AstraZeneca said Thursday that it is withdrawing its application for approval of its COVID-19 vaccine in Switzerland because the country's medical regulator wanted to restrict its use to people over age 50.
Switzerland has cleared the BioNTech-Pfizer, Moderna and Johnson & Johnson vaccines for use. However, national medical regulator Swissmedic hadn't yet granted marketing authorization for the AstraZeneca vaccine.
The British-Swedish pharmaceutical company said that, since it started rolling submissions for authorization in Switzerland in October 2020, it “has been in close communication with the regulator and has continuously provided the requested study results and other pertinent information and documents.”
AstraZeneca said it has now “decided not to pursue the marketing authorization for its COVID-19 vaccine in Switzerland. This decision is based on Swissmedic’s requirement to restrict the indication to people 50 years and above.”

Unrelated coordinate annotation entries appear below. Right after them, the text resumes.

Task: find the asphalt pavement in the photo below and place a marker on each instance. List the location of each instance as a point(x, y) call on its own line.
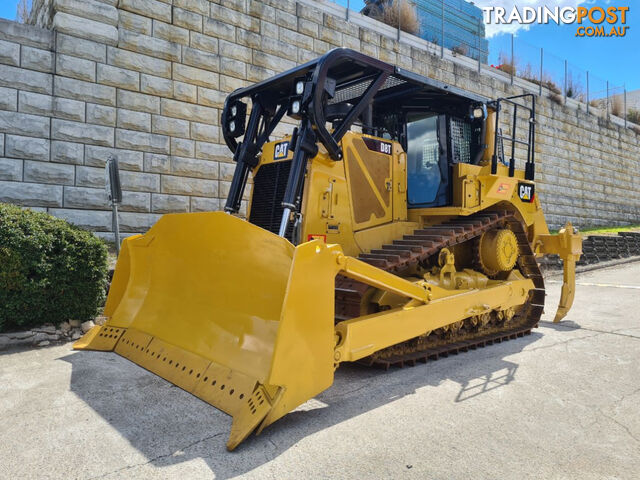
point(562, 403)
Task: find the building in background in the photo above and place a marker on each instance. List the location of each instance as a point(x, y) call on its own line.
point(464, 30)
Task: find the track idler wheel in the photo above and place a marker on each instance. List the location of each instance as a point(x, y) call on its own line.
point(497, 251)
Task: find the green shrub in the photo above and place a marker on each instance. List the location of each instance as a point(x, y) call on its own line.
point(50, 271)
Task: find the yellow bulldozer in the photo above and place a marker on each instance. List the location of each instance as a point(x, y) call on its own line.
point(391, 225)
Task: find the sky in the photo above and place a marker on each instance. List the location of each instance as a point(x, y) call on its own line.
point(613, 59)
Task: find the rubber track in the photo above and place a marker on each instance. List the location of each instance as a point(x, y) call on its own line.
point(420, 247)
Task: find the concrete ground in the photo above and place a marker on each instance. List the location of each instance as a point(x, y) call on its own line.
point(561, 403)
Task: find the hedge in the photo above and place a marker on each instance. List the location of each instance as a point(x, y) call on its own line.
point(50, 270)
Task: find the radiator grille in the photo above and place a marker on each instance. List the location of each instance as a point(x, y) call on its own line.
point(269, 186)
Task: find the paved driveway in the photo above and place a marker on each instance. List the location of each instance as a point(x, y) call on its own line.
point(561, 403)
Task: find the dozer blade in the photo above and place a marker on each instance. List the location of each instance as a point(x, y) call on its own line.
point(229, 312)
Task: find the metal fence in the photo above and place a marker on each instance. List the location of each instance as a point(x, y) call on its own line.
point(454, 26)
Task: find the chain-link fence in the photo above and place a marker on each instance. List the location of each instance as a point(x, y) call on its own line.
point(457, 27)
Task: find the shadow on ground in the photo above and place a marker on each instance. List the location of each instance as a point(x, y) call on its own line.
point(169, 426)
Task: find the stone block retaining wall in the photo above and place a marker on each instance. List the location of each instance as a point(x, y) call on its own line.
point(146, 79)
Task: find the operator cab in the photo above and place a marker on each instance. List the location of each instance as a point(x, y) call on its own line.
point(437, 125)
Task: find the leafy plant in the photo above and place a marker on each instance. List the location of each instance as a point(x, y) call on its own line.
point(399, 13)
point(50, 270)
point(633, 116)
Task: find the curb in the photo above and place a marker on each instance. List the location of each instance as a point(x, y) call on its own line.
point(597, 266)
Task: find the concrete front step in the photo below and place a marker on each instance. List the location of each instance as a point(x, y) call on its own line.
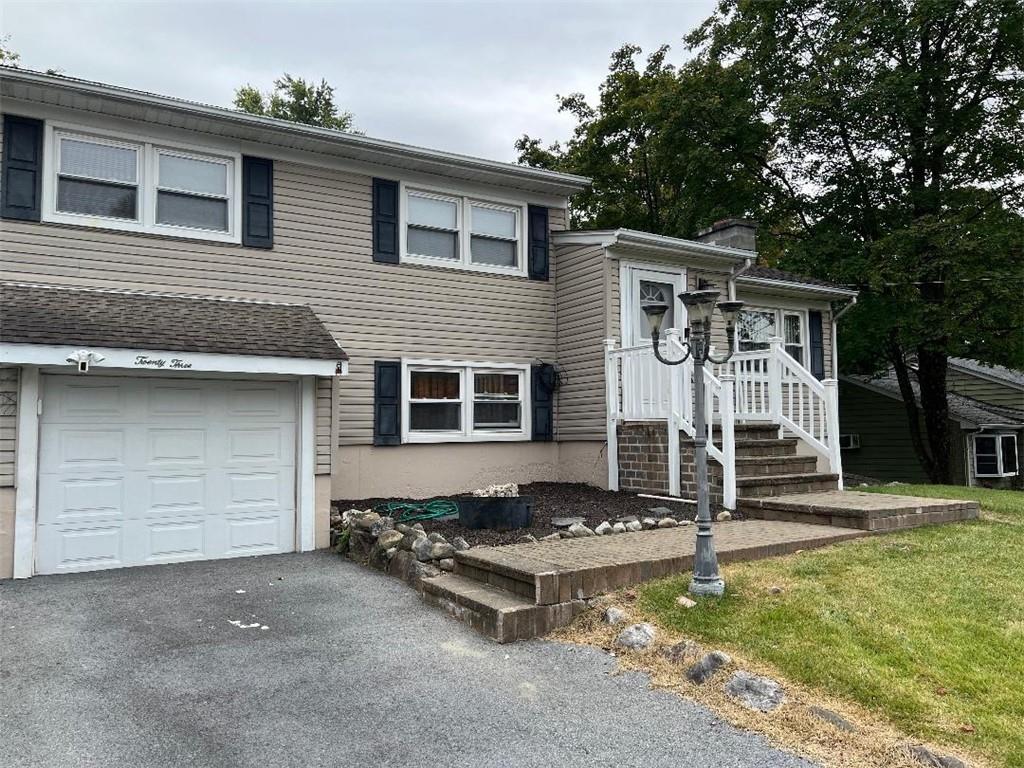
point(761, 446)
point(852, 509)
point(781, 484)
point(495, 612)
point(762, 466)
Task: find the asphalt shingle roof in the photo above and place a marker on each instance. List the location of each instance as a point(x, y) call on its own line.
point(120, 320)
point(965, 409)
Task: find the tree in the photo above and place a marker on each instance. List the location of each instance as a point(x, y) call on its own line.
point(669, 150)
point(903, 121)
point(295, 99)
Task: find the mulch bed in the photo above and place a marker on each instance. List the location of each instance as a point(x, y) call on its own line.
point(550, 500)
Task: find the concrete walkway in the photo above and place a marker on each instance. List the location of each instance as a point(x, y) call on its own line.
point(144, 668)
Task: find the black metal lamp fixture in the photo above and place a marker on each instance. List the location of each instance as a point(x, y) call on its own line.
point(699, 308)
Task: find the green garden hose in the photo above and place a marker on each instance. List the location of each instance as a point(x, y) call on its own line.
point(415, 511)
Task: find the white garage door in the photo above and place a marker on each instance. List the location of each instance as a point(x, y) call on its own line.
point(134, 471)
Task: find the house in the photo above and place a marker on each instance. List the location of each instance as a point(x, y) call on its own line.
point(986, 423)
point(211, 324)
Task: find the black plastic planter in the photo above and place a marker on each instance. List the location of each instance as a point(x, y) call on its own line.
point(497, 513)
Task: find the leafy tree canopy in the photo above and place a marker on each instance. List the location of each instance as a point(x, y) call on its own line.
point(295, 99)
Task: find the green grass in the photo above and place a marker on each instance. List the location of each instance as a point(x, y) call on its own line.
point(925, 627)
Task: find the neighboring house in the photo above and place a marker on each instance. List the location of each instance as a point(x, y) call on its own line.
point(214, 323)
point(986, 421)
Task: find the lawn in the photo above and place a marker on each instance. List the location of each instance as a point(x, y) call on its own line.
point(925, 627)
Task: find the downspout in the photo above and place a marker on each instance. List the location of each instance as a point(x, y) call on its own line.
point(836, 316)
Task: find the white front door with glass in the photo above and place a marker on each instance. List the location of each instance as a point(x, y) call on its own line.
point(642, 374)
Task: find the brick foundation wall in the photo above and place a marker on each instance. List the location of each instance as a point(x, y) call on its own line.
point(643, 463)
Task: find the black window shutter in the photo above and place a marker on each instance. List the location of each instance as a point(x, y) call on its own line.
point(539, 236)
point(542, 394)
point(387, 402)
point(385, 221)
point(817, 355)
point(257, 203)
point(22, 182)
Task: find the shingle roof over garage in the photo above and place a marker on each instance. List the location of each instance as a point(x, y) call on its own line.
point(121, 320)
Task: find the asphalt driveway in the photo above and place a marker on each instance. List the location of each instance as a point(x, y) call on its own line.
point(171, 666)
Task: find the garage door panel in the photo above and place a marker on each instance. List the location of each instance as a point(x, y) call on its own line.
point(68, 548)
point(150, 470)
point(80, 499)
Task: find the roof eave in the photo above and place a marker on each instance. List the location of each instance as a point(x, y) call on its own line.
point(551, 182)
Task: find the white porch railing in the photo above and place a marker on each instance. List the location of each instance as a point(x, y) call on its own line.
point(766, 385)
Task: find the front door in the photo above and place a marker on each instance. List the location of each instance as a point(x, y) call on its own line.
point(644, 379)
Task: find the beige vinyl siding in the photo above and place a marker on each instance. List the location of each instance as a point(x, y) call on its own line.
point(985, 390)
point(8, 424)
point(322, 257)
point(582, 330)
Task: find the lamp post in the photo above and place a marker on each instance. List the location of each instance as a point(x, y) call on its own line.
point(699, 307)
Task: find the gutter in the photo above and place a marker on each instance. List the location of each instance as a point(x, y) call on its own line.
point(338, 138)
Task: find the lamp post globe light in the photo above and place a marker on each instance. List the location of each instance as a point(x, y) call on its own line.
point(699, 308)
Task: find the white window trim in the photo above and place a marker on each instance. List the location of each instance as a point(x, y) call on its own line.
point(464, 220)
point(467, 433)
point(998, 454)
point(146, 180)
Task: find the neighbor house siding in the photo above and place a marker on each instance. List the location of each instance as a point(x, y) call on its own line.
point(8, 424)
point(985, 390)
point(322, 257)
point(582, 330)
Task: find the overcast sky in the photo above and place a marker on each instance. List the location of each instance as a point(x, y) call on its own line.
point(467, 77)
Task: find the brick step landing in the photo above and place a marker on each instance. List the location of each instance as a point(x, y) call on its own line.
point(853, 509)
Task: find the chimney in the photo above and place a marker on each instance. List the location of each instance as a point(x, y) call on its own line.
point(732, 233)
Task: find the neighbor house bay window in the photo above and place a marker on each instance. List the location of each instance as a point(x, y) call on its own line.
point(140, 186)
point(464, 402)
point(451, 230)
point(995, 455)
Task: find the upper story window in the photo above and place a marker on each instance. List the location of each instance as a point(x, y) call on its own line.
point(141, 186)
point(461, 231)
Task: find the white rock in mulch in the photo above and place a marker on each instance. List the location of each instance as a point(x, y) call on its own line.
point(579, 530)
point(708, 666)
point(614, 615)
point(636, 637)
point(756, 692)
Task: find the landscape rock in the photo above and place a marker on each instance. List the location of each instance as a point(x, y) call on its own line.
point(422, 548)
point(834, 718)
point(614, 614)
point(579, 530)
point(933, 759)
point(440, 551)
point(636, 637)
point(756, 692)
point(701, 671)
point(681, 650)
point(389, 539)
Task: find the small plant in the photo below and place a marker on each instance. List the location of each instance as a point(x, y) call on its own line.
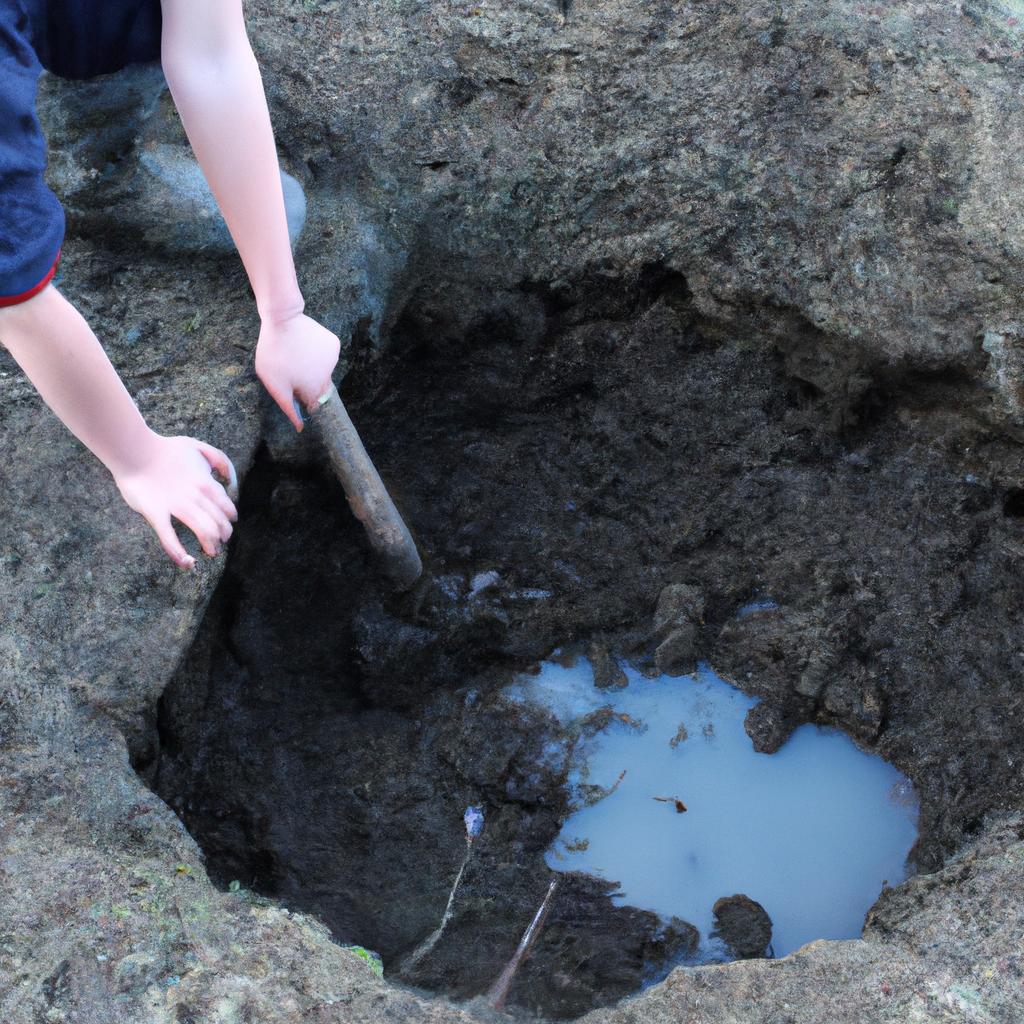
point(473, 820)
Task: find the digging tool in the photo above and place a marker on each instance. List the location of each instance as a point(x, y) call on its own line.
point(500, 990)
point(367, 495)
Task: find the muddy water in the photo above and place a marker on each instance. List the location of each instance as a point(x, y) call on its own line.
point(673, 803)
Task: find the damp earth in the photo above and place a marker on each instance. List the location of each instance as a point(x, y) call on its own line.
point(597, 469)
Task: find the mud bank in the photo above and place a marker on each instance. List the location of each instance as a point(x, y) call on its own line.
point(324, 734)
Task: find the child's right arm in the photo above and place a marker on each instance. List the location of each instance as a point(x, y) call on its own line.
point(158, 476)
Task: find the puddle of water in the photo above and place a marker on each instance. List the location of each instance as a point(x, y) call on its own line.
point(812, 833)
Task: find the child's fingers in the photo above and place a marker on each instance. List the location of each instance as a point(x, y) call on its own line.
point(217, 514)
point(202, 524)
point(287, 403)
point(216, 494)
point(219, 461)
point(170, 543)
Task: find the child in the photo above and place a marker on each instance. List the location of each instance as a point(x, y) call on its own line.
point(216, 86)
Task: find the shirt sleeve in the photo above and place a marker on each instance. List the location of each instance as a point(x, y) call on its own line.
point(32, 220)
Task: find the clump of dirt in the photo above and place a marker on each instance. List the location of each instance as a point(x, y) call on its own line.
point(562, 458)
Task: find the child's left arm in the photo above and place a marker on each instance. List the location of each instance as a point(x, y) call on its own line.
point(216, 85)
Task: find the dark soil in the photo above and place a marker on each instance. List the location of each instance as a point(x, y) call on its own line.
point(585, 449)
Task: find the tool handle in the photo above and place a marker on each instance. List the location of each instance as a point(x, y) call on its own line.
point(367, 495)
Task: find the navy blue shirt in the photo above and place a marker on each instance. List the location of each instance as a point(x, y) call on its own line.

Swissmedic acknowledged AstraZeneca’s decision in a brief statement. “This means that there are currently no new authorization applications pending for COVID-19 vaccines in Switzerland,” it said.
Switzerland is not a member of the European Union, whose medical regulator approved the AstraZeneca vaccine earlier this year. Authorities in some European countries later recommended that it be used primarily in older age groups after it was linked to extremely rare blood clots, mostly in younger people.
AstraZeneca noted in its statement that “there are established treatment protocols for the optimal management” of such cases and that its COVID-19 vaccine has been granted a conditional marketing or emergency use authorization in more than 80 countries.
The vaccine “is generally well tolerated in adults 18 years and above” and “has been shown to be effective against all severities of COVID-19, across current variants of concern and all adult age groups,” the company said.
The AstraZeneca vaccine hasn't yet been approved for use in the United States. The drugmaker said in July that it had decided to ask the U.S. Food and Drug Administration for full regulatory approval, rather than the fast-track emergency use authorization originally anticipated.